Mikael se calló. El alivio que había sentido al verla entrar por la puerta se había transformado en rabia. Era algo a lo que no estaba acostumbrado, pues nunca le había importado nadie tanto como para temer así por su bienestar.

—¡No tienes ni idea del lío en que puedes meterme! —exclamó ella—. Mi hermano se pondrá furioso porque esté con un hombre a estas horas de la noche.

—Bueno, deberías haberlo tenido en cuenta antes. ¿No se te ocurrió pensar que podía estar preocupado?

Lo cierto era que no y, aunque Layla no lo dijo, él lo adivinó por su mirada.

—¡Layla, eres la persona más egoísta que he conocido!

—¿Egoísta? ¿Cómo te atreves a llamarme egoísta? ¡Te he comprado un recuerdo! —replicó ella y, cuando iba a sacar su regalo del bolso, él agarró las llaves del coche—. ¿Adónde vas?

—¿Encima lo preguntas?

—Mikael…

Sin decir más, Mikael salió y la dejó sola.

Layla esperó que volviera. Pero no pasó nada.

Miró por la ventana, preguntándose adónde habría ido.

Entonces, comenzó a comprender. No estaba preocupada por él, pero lo echaba de menos y no le gustaba la pelea que habían tenido. Estaba enfadada porque le hubiera mandado un mensaje a Zahid y, al mismo tiempo, empezaba a entender por qué lo había hecho…

 

 

Mikael condujo enfadado durante doce minutos más, hasta que paró el coche y se sentó en el bordillo. El miedo que había sentido por ella durante todo el día no había sido nada comparado con el pánico que experimentó al pensar el día que era. Solo faltaban cuatro días para que Layla volviera a su país.

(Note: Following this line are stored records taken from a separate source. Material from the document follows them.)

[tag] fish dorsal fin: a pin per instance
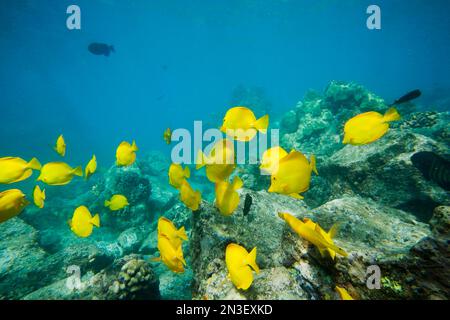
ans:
(180, 255)
(237, 183)
(187, 172)
(333, 230)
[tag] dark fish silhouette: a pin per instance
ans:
(433, 167)
(408, 97)
(247, 204)
(101, 49)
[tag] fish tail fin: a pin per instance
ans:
(134, 146)
(391, 115)
(78, 171)
(34, 164)
(182, 234)
(96, 220)
(297, 196)
(201, 160)
(262, 123)
(341, 251)
(251, 260)
(312, 161)
(237, 183)
(187, 172)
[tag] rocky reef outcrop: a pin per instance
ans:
(390, 217)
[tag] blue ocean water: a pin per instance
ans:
(179, 61)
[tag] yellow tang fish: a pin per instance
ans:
(220, 162)
(83, 222)
(16, 169)
(189, 197)
(312, 235)
(90, 168)
(227, 199)
(60, 146)
(241, 124)
(12, 202)
(171, 256)
(343, 293)
(177, 174)
(271, 159)
(126, 153)
(58, 173)
(39, 197)
(167, 228)
(168, 136)
(327, 235)
(238, 262)
(293, 175)
(368, 127)
(117, 202)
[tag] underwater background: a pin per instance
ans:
(309, 65)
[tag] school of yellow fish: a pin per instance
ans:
(290, 175)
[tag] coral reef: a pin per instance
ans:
(290, 268)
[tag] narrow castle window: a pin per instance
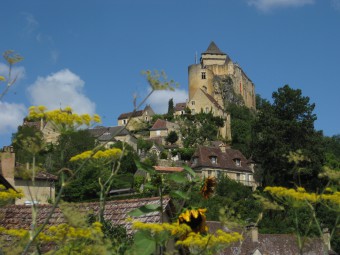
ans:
(213, 160)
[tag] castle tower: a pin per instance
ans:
(214, 62)
(204, 96)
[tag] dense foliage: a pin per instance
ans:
(283, 129)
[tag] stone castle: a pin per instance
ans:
(217, 81)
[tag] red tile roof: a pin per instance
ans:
(116, 212)
(225, 160)
(168, 169)
(159, 125)
(180, 107)
(132, 114)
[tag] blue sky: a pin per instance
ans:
(90, 54)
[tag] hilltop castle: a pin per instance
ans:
(217, 81)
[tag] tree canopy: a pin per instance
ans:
(284, 130)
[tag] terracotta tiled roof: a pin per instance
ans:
(212, 100)
(168, 169)
(159, 125)
(42, 175)
(108, 133)
(213, 49)
(225, 160)
(116, 212)
(180, 107)
(132, 114)
(277, 244)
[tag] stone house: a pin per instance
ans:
(137, 118)
(115, 212)
(218, 161)
(214, 62)
(206, 94)
(49, 131)
(180, 109)
(109, 135)
(41, 191)
(255, 243)
(162, 128)
(202, 101)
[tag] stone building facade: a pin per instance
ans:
(207, 94)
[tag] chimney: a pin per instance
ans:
(326, 238)
(254, 234)
(7, 163)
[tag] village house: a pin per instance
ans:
(49, 132)
(107, 136)
(137, 118)
(220, 160)
(180, 109)
(42, 191)
(162, 128)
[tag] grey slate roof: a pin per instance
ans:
(107, 133)
(213, 49)
(116, 212)
(225, 160)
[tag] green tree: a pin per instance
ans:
(284, 127)
(127, 162)
(242, 119)
(171, 109)
(68, 145)
(172, 137)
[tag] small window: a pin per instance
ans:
(213, 160)
(238, 177)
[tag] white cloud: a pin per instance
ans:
(336, 4)
(54, 56)
(11, 116)
(159, 99)
(31, 23)
(63, 88)
(17, 71)
(267, 5)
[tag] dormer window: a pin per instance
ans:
(213, 160)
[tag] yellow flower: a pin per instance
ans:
(208, 187)
(195, 219)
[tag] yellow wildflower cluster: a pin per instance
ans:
(62, 119)
(196, 241)
(9, 194)
(60, 233)
(20, 233)
(195, 218)
(300, 194)
(113, 153)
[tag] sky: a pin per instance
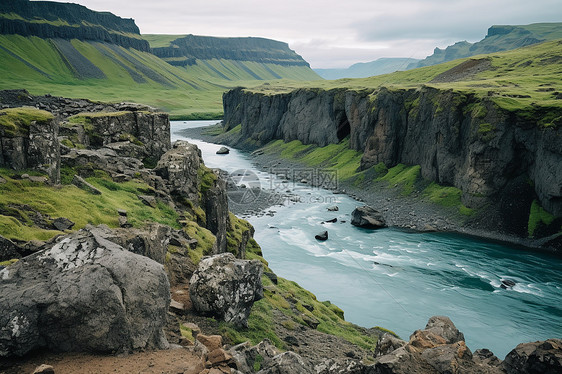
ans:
(336, 33)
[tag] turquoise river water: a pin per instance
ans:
(398, 279)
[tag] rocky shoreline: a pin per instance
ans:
(412, 212)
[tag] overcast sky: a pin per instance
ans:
(336, 33)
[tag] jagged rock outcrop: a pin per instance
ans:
(180, 167)
(192, 47)
(226, 287)
(81, 23)
(84, 293)
(154, 241)
(543, 357)
(494, 156)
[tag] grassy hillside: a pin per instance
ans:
(368, 69)
(521, 79)
(499, 38)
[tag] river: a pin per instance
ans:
(397, 279)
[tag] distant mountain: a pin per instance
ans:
(499, 38)
(368, 69)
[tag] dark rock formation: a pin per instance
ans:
(82, 23)
(489, 153)
(367, 217)
(8, 249)
(321, 236)
(226, 287)
(153, 241)
(543, 357)
(192, 47)
(439, 348)
(83, 294)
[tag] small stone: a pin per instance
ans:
(44, 369)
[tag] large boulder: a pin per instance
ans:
(367, 217)
(84, 293)
(543, 357)
(226, 287)
(180, 168)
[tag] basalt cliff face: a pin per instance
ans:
(47, 19)
(501, 160)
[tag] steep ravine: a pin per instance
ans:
(500, 160)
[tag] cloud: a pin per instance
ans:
(332, 33)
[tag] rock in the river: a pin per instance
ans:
(226, 287)
(543, 357)
(8, 249)
(367, 217)
(507, 283)
(321, 236)
(84, 293)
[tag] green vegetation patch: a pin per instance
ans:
(447, 196)
(403, 176)
(78, 205)
(16, 121)
(538, 217)
(339, 156)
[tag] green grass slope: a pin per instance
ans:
(108, 72)
(499, 38)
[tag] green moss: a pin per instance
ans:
(447, 196)
(16, 121)
(9, 262)
(258, 362)
(538, 217)
(78, 206)
(403, 176)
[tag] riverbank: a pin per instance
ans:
(413, 211)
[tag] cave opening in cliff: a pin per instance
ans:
(343, 128)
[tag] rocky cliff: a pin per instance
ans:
(499, 159)
(47, 19)
(192, 47)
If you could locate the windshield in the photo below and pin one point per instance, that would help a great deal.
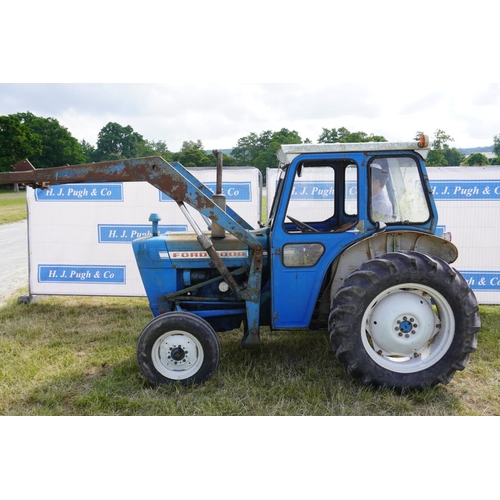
(397, 193)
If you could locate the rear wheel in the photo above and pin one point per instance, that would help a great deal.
(405, 320)
(178, 347)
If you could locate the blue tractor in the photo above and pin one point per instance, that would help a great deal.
(350, 245)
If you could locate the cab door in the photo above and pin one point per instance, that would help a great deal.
(315, 218)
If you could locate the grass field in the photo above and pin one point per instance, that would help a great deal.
(12, 206)
(76, 356)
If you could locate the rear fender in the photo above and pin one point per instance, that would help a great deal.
(382, 243)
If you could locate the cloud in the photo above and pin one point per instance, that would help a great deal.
(219, 114)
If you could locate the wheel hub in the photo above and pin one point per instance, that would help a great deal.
(177, 352)
(402, 324)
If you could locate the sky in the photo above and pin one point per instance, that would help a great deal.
(219, 114)
(416, 67)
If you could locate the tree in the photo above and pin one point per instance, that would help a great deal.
(251, 146)
(343, 135)
(496, 145)
(57, 146)
(117, 142)
(88, 151)
(17, 142)
(477, 160)
(441, 154)
(267, 158)
(155, 148)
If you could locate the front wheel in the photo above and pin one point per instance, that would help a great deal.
(178, 347)
(405, 320)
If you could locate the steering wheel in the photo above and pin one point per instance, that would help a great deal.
(302, 226)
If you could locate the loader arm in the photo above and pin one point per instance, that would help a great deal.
(174, 181)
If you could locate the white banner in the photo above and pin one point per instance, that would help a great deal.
(80, 235)
(468, 203)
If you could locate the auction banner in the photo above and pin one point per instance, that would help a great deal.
(468, 203)
(80, 235)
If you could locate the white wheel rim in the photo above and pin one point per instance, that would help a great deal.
(408, 328)
(177, 355)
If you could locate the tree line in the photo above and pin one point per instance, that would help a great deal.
(47, 144)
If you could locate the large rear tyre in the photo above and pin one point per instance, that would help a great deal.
(404, 321)
(178, 347)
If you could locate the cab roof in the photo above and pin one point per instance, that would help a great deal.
(288, 152)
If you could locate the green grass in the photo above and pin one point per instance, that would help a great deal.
(76, 356)
(12, 206)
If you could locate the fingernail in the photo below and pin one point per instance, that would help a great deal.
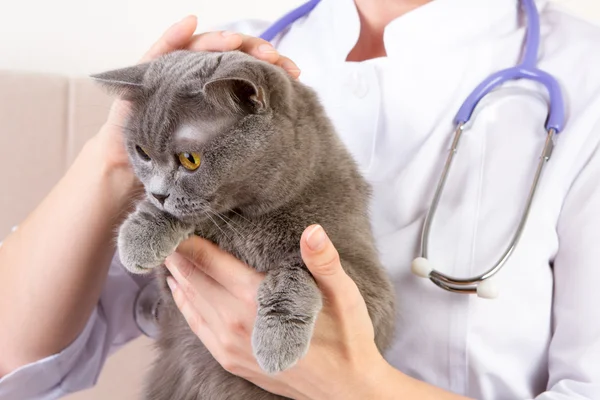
(176, 260)
(316, 238)
(171, 283)
(186, 18)
(290, 66)
(266, 48)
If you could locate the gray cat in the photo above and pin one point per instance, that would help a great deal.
(231, 148)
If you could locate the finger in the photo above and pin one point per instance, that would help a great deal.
(215, 41)
(289, 66)
(235, 276)
(323, 262)
(193, 318)
(265, 51)
(176, 37)
(198, 289)
(256, 47)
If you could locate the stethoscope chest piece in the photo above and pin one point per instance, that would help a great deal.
(485, 288)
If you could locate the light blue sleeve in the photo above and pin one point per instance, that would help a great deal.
(78, 366)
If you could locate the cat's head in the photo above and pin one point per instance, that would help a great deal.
(208, 131)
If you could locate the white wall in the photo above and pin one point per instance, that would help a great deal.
(81, 37)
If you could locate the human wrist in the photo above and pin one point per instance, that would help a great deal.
(113, 175)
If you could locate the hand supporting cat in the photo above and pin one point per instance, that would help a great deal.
(148, 236)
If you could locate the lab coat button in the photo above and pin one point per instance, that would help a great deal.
(359, 85)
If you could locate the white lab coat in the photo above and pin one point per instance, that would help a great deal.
(541, 338)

Necesitó un buen rato para procesar sus emociones. Nunca había amado a nadie antes.

Le habían importado algunas personas, pero nunca nadie le había importado tanto.

Sin esperárselo, Layla le había enseñado lo que era el amor.

No quería volver con ella… no tenía sentido, porque pronto se iría.

Cuando Layla lo llamó, sin embargo, respondió de inmediato.

—Sé que no está bien llamarte tan tarde…

Cuando Layla se atragantó con las palabras, él cerró los ojos, con el corazón encogido al percibir su sufrimiento.

—… pero es una emergencia del corazón, Mikael. No puedo parar de llorar.